女王陛下は溺愛禁止!
「こんなにも都合よく語る男、本人以外にありえないだろうな」
 アンジェリアは呆れて零す。
「あ、ひど……。傷心の俺に暴言吐くとか」
 青年は傷ついたと言わんばかりに目をぎゅっと閉じて両手を胸に当てる。

「しかし私は愛を誓ってはいないのだがな」
「神に身を捧げるって言ったじゃん」

「お前に身を捧げるとは言ってない」
「神をお前呼ばわりってひどい」
 彼はまた傷ついたように胸をおさえる。が、気を取り直したようにアンジェリアを見る。
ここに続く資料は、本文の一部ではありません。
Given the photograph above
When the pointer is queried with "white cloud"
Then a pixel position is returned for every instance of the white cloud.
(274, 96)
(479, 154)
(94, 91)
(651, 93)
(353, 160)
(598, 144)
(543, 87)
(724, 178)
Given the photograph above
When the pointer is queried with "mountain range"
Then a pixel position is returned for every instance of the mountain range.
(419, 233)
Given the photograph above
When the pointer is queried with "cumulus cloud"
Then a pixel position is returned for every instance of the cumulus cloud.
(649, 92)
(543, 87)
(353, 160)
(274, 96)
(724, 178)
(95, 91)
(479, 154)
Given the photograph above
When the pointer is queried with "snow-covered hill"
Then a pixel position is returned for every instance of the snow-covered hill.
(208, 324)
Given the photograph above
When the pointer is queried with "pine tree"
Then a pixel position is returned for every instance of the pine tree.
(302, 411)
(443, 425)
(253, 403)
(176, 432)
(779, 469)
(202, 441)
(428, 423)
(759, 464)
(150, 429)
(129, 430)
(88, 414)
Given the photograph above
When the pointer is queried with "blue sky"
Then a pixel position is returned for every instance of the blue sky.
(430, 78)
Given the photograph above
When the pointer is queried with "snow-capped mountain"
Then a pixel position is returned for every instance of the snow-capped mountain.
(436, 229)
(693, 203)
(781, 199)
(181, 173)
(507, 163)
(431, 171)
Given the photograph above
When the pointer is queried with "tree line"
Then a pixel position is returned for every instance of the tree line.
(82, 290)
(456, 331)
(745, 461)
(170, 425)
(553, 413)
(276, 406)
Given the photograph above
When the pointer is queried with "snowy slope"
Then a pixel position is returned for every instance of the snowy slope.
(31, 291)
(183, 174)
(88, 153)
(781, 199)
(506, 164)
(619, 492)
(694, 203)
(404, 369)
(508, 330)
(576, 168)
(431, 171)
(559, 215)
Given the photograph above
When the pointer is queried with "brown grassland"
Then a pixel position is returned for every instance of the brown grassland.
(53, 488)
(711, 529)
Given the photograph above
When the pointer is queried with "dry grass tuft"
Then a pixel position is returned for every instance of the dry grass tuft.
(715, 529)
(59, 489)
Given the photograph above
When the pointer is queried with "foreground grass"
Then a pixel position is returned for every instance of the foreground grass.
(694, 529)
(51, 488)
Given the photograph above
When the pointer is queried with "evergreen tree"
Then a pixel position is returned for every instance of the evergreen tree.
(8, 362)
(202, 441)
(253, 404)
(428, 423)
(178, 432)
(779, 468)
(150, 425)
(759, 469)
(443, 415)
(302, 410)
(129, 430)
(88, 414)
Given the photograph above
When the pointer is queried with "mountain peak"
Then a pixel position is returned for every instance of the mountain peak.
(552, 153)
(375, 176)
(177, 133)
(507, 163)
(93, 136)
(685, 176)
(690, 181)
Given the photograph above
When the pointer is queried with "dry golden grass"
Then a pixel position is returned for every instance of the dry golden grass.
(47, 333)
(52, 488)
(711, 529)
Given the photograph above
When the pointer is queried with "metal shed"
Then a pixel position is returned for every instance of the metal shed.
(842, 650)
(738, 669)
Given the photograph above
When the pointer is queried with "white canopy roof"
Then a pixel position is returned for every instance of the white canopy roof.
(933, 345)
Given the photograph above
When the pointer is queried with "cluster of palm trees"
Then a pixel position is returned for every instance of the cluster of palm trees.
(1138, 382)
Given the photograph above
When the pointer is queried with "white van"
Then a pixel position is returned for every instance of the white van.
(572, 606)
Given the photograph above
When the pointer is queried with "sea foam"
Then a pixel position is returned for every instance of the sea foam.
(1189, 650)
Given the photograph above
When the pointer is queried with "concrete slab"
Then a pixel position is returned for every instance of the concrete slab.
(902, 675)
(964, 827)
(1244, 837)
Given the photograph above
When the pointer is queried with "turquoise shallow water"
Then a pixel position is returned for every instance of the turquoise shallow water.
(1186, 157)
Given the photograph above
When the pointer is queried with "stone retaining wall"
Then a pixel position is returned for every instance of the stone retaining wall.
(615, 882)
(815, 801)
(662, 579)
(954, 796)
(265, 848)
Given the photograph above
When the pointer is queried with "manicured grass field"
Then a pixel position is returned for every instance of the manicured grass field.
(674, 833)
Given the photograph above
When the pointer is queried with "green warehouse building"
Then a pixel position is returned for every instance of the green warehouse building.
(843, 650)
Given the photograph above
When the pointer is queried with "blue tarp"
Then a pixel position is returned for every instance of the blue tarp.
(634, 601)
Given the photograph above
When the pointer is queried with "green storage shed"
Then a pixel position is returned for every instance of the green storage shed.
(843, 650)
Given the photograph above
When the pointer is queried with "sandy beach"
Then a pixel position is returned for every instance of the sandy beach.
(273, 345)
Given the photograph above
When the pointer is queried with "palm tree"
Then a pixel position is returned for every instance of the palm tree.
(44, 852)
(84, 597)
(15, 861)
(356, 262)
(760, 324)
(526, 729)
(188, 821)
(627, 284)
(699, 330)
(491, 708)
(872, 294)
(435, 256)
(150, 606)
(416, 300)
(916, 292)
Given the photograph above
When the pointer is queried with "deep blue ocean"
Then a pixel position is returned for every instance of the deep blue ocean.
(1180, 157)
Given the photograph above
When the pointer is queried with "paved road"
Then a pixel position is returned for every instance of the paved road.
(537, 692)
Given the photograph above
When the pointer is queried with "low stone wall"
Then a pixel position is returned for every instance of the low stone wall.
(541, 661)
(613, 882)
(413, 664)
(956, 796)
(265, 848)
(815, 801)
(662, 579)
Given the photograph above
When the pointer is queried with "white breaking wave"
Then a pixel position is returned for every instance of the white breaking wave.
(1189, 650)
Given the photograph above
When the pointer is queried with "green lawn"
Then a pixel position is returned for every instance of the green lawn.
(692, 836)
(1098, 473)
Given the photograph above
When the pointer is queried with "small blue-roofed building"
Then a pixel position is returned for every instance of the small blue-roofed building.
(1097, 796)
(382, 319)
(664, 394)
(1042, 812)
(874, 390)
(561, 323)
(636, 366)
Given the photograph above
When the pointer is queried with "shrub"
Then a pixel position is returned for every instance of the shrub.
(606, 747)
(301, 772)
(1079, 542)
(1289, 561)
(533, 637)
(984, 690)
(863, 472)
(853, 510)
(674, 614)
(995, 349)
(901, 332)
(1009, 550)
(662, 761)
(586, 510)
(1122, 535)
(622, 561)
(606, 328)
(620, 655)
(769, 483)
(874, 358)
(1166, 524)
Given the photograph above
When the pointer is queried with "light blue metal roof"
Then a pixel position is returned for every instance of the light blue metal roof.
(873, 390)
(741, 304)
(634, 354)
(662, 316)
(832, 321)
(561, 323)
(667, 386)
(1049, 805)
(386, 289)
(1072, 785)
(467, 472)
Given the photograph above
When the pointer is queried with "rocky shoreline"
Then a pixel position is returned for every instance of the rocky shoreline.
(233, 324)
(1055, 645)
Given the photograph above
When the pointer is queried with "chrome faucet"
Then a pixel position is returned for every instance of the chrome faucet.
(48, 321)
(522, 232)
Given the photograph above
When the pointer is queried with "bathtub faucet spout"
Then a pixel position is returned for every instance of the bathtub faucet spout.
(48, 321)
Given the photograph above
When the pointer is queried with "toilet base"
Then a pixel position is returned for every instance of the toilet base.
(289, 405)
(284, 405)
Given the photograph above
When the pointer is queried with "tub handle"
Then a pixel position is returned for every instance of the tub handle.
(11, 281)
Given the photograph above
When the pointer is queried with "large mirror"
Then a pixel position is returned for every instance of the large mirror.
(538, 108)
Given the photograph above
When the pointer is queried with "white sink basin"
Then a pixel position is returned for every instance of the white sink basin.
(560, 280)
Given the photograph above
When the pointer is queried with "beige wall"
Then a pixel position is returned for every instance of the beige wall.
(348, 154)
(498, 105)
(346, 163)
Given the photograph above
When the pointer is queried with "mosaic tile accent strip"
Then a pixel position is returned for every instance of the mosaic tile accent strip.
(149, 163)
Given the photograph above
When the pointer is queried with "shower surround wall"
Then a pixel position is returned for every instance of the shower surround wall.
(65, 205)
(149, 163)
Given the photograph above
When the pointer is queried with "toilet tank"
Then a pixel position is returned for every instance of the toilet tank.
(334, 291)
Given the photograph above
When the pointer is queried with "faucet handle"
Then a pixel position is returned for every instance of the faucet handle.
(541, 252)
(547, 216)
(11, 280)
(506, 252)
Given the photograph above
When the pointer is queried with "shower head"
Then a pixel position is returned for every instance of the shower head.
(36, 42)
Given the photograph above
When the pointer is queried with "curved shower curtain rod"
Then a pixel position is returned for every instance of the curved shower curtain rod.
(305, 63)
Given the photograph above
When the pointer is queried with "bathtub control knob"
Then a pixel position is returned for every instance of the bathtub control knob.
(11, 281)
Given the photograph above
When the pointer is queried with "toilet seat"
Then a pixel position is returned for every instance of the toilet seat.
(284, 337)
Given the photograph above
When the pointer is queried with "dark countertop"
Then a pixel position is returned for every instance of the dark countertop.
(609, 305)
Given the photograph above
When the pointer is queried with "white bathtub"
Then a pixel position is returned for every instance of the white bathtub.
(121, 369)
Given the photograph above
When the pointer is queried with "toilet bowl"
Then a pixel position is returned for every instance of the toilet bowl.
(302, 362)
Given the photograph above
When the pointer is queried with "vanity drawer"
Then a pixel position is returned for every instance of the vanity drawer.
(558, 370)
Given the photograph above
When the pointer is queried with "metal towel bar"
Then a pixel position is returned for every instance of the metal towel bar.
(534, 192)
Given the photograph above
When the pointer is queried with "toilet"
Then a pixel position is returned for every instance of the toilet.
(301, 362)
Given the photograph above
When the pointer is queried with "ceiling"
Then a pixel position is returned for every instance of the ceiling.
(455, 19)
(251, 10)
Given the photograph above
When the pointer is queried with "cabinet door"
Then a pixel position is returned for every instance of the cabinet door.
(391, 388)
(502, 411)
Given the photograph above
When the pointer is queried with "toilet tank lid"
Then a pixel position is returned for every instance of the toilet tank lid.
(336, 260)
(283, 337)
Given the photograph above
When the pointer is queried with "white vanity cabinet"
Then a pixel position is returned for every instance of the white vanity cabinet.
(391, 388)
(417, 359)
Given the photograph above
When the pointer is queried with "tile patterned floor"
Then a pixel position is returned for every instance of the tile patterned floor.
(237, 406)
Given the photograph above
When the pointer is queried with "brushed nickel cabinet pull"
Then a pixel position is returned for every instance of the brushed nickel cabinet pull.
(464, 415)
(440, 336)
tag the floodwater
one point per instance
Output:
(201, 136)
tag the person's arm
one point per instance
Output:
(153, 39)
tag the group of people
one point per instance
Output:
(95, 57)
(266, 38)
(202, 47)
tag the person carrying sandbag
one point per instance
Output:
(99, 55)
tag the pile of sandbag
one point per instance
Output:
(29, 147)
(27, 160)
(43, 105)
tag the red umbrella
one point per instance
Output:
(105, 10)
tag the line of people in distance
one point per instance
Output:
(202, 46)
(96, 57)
「神に身を捧げるんなら俺に結婚を申し込んだも同然じゃん。俺達夫婦だよ、早く愛し合おうよ」
 アンジェリアに抱きつこうとした青年は、ラドウィルトに剣をつきつけられ、顔をひきつらせる。

「まず名を名乗れ」
「エアだよ」
(まこと)の名ではないな」
 アンジェリアの指摘にエアはにやりと笑う。

「真の名を知られると支配されるという呪縛のせいですか?」
「おそらくそうであろう」
 神話にある神の名は人が名付けたものでしかない。
 かまわずエアは言う。

「俺と結婚したらすっごく溺愛してあげる。だから、ね?」
 ご機嫌を伺うように上目遣いをする姿は神とは思えないほどかわいらしく、承諾してしまいたくなる。が、アンジェリアは首を振った。